W Czechach ich pensje przewyższają średnią krajową, ale sumy rzędu 30-40tys. koron miesięcznie (1,1-1,8tys. euro) zarabia się dzięki nocnym dyżurom i pracy wweekendy. W przypadku młodych lekarzy pierwsza pensja to 20 tys. koron.

Związki zawodowe żądają, by podstawowe wynagrodzenie lekarzy zgodnie ze stopniem kwalifikacji zostało w 2011 r. zwiększone od półtora do trzykrotnej wysokości średniej krajowej, która wynosi 23 tys. koron (950euro). Nawet jeśli udałoby się to osiągnąć, wciąż będzie to o połowę mniej od kwot oferowanych przez szpitale w Niemczech czy Austrii.

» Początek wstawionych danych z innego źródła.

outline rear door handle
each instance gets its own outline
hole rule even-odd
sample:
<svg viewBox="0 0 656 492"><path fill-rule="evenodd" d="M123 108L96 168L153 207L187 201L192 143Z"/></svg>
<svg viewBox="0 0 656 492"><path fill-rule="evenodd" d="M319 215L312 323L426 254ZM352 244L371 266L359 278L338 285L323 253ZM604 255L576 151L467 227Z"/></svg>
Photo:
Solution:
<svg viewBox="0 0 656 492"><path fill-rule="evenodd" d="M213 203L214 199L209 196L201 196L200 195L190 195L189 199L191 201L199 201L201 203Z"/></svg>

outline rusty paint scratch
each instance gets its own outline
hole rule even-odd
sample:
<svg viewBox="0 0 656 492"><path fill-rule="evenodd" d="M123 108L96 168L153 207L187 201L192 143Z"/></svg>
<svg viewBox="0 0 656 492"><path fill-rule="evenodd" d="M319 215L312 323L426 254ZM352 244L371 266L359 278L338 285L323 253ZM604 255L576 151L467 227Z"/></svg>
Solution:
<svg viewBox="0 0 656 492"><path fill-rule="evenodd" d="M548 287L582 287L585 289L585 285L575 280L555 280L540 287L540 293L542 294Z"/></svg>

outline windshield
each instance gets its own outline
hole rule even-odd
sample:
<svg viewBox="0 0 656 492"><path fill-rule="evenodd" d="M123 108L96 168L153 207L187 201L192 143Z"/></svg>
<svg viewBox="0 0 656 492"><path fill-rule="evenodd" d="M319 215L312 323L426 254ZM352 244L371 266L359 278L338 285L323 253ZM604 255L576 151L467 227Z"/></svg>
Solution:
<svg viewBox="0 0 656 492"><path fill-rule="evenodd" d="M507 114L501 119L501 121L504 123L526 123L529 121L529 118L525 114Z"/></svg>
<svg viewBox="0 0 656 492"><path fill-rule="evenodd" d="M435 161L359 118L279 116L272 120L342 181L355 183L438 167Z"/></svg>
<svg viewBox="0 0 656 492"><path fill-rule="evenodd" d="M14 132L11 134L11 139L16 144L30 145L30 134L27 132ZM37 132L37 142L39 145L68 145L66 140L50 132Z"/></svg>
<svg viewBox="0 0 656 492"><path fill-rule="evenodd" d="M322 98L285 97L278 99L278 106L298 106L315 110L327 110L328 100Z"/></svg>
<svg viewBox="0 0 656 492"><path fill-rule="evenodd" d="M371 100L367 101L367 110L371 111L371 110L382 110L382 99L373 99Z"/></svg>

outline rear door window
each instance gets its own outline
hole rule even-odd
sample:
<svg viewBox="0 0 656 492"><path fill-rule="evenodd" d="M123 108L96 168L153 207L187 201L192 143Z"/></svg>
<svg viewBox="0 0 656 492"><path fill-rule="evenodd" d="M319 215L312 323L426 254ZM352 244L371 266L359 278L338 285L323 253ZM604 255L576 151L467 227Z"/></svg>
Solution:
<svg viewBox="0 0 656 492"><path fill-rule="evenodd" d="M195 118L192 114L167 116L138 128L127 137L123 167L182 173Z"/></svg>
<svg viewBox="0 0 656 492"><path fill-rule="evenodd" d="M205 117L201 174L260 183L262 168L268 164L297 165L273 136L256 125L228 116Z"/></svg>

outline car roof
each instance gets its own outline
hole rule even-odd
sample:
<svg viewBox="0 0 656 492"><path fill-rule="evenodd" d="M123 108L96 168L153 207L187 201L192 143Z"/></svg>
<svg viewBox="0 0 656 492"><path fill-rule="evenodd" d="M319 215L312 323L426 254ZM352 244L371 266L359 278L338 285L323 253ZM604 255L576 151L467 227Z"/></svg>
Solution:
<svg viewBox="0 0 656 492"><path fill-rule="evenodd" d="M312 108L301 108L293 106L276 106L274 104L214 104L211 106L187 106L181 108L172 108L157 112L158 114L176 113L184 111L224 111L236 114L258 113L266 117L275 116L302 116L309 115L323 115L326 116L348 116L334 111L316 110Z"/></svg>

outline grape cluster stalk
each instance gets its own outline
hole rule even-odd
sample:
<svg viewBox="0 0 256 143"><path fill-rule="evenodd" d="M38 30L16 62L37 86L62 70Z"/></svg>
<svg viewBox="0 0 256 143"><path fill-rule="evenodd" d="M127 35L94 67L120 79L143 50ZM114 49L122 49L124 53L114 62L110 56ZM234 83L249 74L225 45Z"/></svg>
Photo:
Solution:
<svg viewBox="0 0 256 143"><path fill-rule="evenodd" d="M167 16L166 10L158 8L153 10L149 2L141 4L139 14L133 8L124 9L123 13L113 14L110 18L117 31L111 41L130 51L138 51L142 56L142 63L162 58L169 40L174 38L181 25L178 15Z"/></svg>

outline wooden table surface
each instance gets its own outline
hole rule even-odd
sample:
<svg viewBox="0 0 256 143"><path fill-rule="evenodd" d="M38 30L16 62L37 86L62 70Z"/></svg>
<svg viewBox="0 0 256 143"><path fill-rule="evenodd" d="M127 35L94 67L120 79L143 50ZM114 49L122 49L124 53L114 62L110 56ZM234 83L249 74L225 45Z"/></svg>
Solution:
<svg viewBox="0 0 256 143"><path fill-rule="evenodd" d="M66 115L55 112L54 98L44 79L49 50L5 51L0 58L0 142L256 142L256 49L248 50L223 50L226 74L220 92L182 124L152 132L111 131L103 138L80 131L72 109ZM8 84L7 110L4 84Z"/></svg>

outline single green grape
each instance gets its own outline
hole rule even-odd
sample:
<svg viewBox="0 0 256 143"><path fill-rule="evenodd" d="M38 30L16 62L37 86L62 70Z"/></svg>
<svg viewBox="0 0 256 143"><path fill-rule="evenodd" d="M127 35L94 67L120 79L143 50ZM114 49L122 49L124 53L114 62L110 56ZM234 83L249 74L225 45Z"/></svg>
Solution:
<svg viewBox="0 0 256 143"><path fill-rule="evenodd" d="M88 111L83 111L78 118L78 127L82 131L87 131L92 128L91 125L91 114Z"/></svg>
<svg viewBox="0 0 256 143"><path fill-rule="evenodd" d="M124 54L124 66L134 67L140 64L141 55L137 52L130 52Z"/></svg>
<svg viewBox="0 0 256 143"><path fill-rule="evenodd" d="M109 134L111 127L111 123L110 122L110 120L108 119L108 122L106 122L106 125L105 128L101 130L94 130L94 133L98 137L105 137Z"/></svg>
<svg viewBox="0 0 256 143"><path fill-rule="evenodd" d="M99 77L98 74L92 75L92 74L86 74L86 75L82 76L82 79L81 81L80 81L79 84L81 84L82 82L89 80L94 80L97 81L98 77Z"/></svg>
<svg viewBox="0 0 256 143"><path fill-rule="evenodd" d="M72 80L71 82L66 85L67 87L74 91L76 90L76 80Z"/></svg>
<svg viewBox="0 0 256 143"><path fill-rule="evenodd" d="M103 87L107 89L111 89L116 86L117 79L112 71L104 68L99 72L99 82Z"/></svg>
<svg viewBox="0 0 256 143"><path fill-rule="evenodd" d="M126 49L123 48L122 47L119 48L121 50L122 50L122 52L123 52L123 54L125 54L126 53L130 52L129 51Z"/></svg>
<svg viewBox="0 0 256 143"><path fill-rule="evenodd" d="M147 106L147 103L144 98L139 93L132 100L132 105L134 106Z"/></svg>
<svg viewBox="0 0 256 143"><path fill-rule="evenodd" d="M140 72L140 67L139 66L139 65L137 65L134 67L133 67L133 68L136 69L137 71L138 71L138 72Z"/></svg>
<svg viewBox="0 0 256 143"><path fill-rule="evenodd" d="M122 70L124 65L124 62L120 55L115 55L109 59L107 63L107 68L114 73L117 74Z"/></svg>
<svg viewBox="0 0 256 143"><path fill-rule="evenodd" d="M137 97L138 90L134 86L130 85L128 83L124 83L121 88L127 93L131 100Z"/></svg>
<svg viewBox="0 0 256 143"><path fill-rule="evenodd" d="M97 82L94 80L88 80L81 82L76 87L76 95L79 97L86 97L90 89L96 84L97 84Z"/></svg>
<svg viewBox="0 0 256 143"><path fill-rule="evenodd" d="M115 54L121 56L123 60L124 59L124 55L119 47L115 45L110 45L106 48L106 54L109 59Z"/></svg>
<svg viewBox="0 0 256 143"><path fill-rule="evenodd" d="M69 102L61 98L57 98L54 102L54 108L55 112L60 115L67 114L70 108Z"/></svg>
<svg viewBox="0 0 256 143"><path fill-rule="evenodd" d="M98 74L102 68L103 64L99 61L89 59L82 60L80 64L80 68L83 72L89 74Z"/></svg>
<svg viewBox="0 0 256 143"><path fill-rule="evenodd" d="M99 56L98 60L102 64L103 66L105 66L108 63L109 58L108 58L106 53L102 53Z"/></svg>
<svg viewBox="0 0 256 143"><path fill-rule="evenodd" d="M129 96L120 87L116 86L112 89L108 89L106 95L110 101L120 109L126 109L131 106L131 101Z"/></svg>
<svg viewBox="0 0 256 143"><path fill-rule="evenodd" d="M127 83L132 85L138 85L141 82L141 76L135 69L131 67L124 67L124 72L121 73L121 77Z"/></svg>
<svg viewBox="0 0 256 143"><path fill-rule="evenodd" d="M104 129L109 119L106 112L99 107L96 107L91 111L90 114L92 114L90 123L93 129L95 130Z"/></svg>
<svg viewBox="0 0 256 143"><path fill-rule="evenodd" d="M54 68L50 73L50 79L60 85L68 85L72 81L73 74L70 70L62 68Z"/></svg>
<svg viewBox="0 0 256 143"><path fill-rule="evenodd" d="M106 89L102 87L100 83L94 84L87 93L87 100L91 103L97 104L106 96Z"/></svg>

Rząd nie zamierza ustąpić. Minister zdrowia Leosz Heger próbował wstawiać się za lekarzami u premiera Petra Neczasa, ale został odprawiony z kwitkiem. - Oczywiście, że lekarze wyjeżdżają i będą wyjeżdżać, to zjawisko naturalne i ma miejsce w wielu krajach - mówi Neczas. I zapowiada reformy, które spowodują napływ większych sum pieniędzy bezpośrednio do lekarzy i pielęgniarek, dzięki czemu będzie im można w przyszłości zwiększyć pensje.
 
© 2024 Termedia Sp. z o.o. All rights reserved.
Developed by Bentus.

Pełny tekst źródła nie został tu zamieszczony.